There is a stooshie going on at the moment as the government tries to regulate the laws regarding tipping in restaurants. The Independent has been running a campaign for a few months now to try to ensure that restaurants don’t use tips to make up staff pay to the minimum wage. It is a practice followed by a significant proportion of restaurants but by no means all of them.

As a diner, my natural assumption is that any tip I leave goes directly to the staff. It doesn’t always work like that and, as ever, it’s not a black and white issue. You can follow the latest skirmish in the battle here.

The very first time I set foot in New York, I committed the cardinal sin of not tipping a barman for a round of drinks. If looks could kill then there would be a corner of Manhattan’s Toad Hall bar that was forever British. While the barman didn’t point out my error, everyone else in my group did and I was packed off back to the bar to issue a fistful of dollars and fulsome apologies.

Tipping is less of an emotive issue here. Diners are unlikely to be pursued down the street for leaving a 15% tip when their waitperson is convinced that they were worth at least 18%. It’s still a tricky business though. Do you still tip if the service has been fine but the cooking has been grim?

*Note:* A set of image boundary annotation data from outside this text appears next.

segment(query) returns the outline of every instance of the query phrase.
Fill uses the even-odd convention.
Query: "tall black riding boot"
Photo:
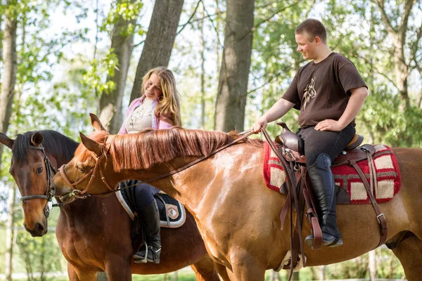
[[[328,247],[341,246],[343,240],[337,226],[335,212],[335,185],[331,172],[331,159],[328,155],[325,153],[320,155],[316,161],[307,168],[307,174],[319,205],[319,219],[323,244]],[[313,247],[314,235],[307,236],[305,242],[308,246]]]
[[[139,219],[146,228],[146,243],[142,244],[134,255],[135,263],[147,261],[160,263],[161,237],[160,236],[160,214],[155,199],[139,211]]]

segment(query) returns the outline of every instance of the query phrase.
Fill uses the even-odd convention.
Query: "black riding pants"
[[[124,182],[127,185],[135,184],[139,181],[129,180]],[[134,203],[136,207],[136,211],[139,211],[145,207],[151,204],[154,200],[154,195],[160,192],[160,190],[153,185],[146,183],[140,183],[132,188],[124,190],[128,195],[129,200]]]
[[[326,153],[331,162],[345,149],[356,133],[354,127],[348,125],[340,131],[316,131],[315,126],[300,128],[296,133],[305,141],[306,165],[312,165],[316,158]]]

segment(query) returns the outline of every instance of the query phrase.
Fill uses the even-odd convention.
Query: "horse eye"
[[[85,172],[85,169],[82,168],[80,166],[79,166],[77,164],[76,164],[76,169],[77,169],[79,171],[84,173]]]

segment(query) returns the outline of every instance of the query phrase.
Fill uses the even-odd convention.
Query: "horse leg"
[[[222,264],[214,262],[214,266],[215,266],[215,269],[217,269],[217,272],[223,278],[224,281],[230,281],[234,280],[234,277],[230,278],[229,277],[229,274],[231,273],[231,271],[229,270],[229,269],[223,266]]]
[[[73,267],[68,262],[68,275],[69,281],[96,281],[96,271],[82,271]]]
[[[191,265],[198,281],[219,281],[215,263],[208,254],[204,255],[196,263]]]
[[[420,280],[422,276],[422,240],[416,236],[404,239],[392,252],[400,261],[407,280]]]
[[[109,281],[132,281],[131,258],[108,256],[106,261],[106,273]]]
[[[230,261],[236,281],[264,281],[265,259],[241,251],[231,255]]]

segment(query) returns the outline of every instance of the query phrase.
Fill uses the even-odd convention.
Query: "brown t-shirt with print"
[[[350,89],[366,84],[350,60],[331,53],[319,63],[314,61],[300,67],[281,97],[300,110],[300,127],[315,126],[326,119],[338,120],[343,114]],[[351,123],[354,126],[354,119]]]

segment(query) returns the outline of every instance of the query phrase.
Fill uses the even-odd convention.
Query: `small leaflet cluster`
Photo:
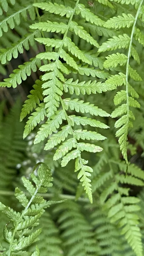
[[[0,203],[0,211],[5,214],[10,221],[6,224],[4,229],[4,238],[9,244],[9,249],[6,254],[3,255],[14,256],[18,253],[27,255],[26,249],[37,240],[41,232],[41,228],[34,231],[33,227],[38,225],[38,220],[44,212],[44,209],[53,202],[47,202],[42,196],[37,194],[46,192],[48,188],[52,185],[51,181],[53,179],[50,170],[44,164],[39,166],[37,173],[36,176],[33,172],[31,174],[32,180],[36,187],[28,180],[25,177],[22,178],[24,186],[29,195],[30,200],[20,189],[18,188],[15,188],[15,196],[24,208],[21,213]],[[4,249],[4,250],[5,250]],[[36,247],[31,256],[40,255]]]

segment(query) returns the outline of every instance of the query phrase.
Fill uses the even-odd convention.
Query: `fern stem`
[[[43,182],[44,180],[44,178],[45,178],[45,176],[43,178],[43,180],[41,181],[40,184],[39,184],[39,186],[37,187],[36,189],[36,191],[34,194],[34,195],[33,195],[33,196],[32,196],[31,197],[30,200],[29,201],[28,203],[28,204],[27,206],[25,207],[24,210],[22,212],[21,215],[20,217],[20,218],[19,221],[18,221],[17,223],[17,224],[13,231],[13,233],[12,234],[12,239],[11,239],[11,244],[10,244],[10,247],[9,247],[9,249],[8,251],[8,256],[11,256],[11,250],[12,250],[12,244],[13,243],[13,240],[14,238],[14,236],[15,236],[15,234],[17,231],[18,226],[20,222],[21,221],[23,216],[24,216],[24,215],[25,215],[26,212],[27,212],[27,210],[29,206],[30,206],[33,200],[35,198],[36,194],[37,193],[38,191],[41,188],[41,186],[42,186],[42,184],[43,184]]]
[[[143,2],[143,0],[141,0],[139,8],[137,12],[136,15],[135,17],[134,22],[133,23],[133,26],[132,26],[132,32],[131,33],[130,36],[130,44],[129,45],[129,49],[128,50],[128,53],[127,55],[127,60],[126,63],[126,72],[125,74],[126,76],[126,105],[127,107],[127,134],[128,133],[128,123],[129,121],[129,89],[128,89],[128,76],[129,73],[129,62],[130,61],[130,56],[131,55],[131,48],[132,47],[132,38],[133,37],[133,34],[134,32],[134,29],[136,23],[138,19],[138,16],[139,16],[139,13],[140,11],[140,8]],[[127,157],[126,159],[125,159],[126,163],[128,164],[128,160]]]
[[[72,12],[72,14],[71,14],[71,16],[70,17],[70,19],[69,19],[69,21],[68,21],[68,25],[67,25],[67,29],[66,29],[66,31],[65,31],[65,33],[64,34],[64,35],[63,36],[63,38],[62,39],[61,44],[60,47],[60,48],[59,48],[59,51],[58,51],[58,52],[57,57],[57,58],[56,58],[56,60],[55,60],[55,66],[56,66],[56,68],[55,68],[54,69],[54,76],[53,76],[54,78],[53,78],[53,79],[54,79],[54,80],[55,79],[55,78],[56,77],[56,69],[57,69],[57,62],[58,62],[58,60],[59,60],[59,59],[60,58],[60,52],[61,52],[61,50],[62,50],[62,47],[63,47],[63,45],[64,45],[64,39],[65,39],[65,38],[67,36],[67,34],[68,34],[68,29],[69,29],[69,27],[70,26],[70,23],[71,23],[71,21],[72,20],[72,18],[73,18],[73,16],[74,14],[75,14],[75,12],[76,12],[76,8],[77,8],[77,5],[78,5],[78,3],[79,2],[79,0],[77,0],[76,3],[76,5],[75,5],[75,8],[74,8],[74,9],[73,10],[73,12]]]
[[[67,121],[68,122],[68,125],[69,126],[69,127],[70,127],[70,130],[71,131],[71,132],[72,135],[73,136],[73,137],[74,139],[75,140],[75,143],[76,143],[76,149],[78,151],[79,154],[78,154],[78,158],[79,158],[79,163],[80,164],[81,166],[81,168],[82,170],[83,171],[83,175],[84,177],[84,180],[86,180],[86,174],[85,174],[85,171],[84,171],[84,165],[83,165],[83,163],[82,162],[82,158],[81,158],[81,150],[80,150],[80,148],[79,148],[79,146],[78,146],[78,143],[77,141],[77,140],[76,140],[76,136],[75,136],[75,132],[73,130],[73,129],[72,128],[71,125],[70,124],[70,122],[69,122],[69,118],[68,117],[68,115],[67,114],[67,112],[66,112],[66,110],[65,109],[64,106],[64,105],[63,103],[62,100],[62,99],[61,99],[61,98],[60,97],[60,102],[61,103],[61,105],[62,106],[62,107],[63,109],[63,111],[64,111],[64,112],[65,113],[65,115],[66,119],[67,119]],[[87,186],[87,183],[86,182],[85,184],[86,184],[86,185],[85,186],[86,186],[86,188],[87,188],[87,191],[88,191],[88,190],[89,190],[89,188]],[[90,199],[90,198],[89,198],[89,199],[90,199],[90,200],[91,203],[92,204],[92,199],[91,199],[91,200]]]
[[[27,197],[30,196],[28,193],[25,192],[25,194]],[[14,196],[14,192],[12,191],[0,190],[0,195],[4,196]],[[44,198],[52,198],[54,196],[55,194],[53,193],[46,193],[44,194],[37,193],[37,195],[38,196],[42,196]],[[66,194],[60,194],[59,195],[59,197],[60,197],[60,199],[67,199],[69,200],[76,200],[76,196],[72,196],[71,195],[67,195]],[[81,202],[89,202],[89,200],[87,199],[87,198],[83,198],[83,197],[79,197],[77,201]]]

It’s the waiting staff’s job to act as a diplomatic service between the kitchen and the customer but if either side decides to play hardball then it is the waiters who bear the brunt of it.

Unless the waiting staff have been really sloppy and uninterested then I try to tip 10-12%. Sometimes that feels too little and other times it feels too much. Perhaps it would all be easier if we adopted the French system where a service charge was automatically built into the cost of the meal? Just to add to the confusion, what would you do in the London restaurant Inamo where half of the waiter’s job is done by placing your order on a table top touch screen?